Second, the Photowalk images function as an unintentional reference library. The competition’s shortlist — available in full through the Global Physics Photowalk website — shows solved details: how cryogenic service penetrations are routed without thermal bridging, how detector alignment corridors handle differential settlement, how lighting is managed in spaces where heat output from fixtures is a contamination risk. These are not solutions that appear in standard Entwurf textbooks.

Third, and most directly: communication. Denisov’s observation — that photography communicates why scientists do what they do — translates cleanly to architectural practice. The ability to make extreme-performance infrastructure legible to a public client or a planning authority is increasingly a competitive differentiator. Marco Donghia did it by turning off the lights and framing a human relationship. That is, in essence, a presentation strategy.

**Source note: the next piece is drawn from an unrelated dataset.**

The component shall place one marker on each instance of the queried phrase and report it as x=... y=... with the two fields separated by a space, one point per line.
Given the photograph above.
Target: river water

Atelier: If your office is preparing a Wettbewerb for a university research facility or a precision-environment building, pull the Photowalk shortlist before the next team session. Use it as a constraint-mapping exercise: for each image, identify the environmental tolerance that drove the spatial decision visible in the frame. It takes forty minutes and produces a better brief annotation than most site-visit reports.

The full shortlist is at the Global Physics Photowalk site. The Quanta Magazine piece by Zack Savitsky is the fastest way into the context. Start with the cryostat image — not because it is beautiful, though it is — but because it contains a complete argument about what a building can be when the physics sets the terms.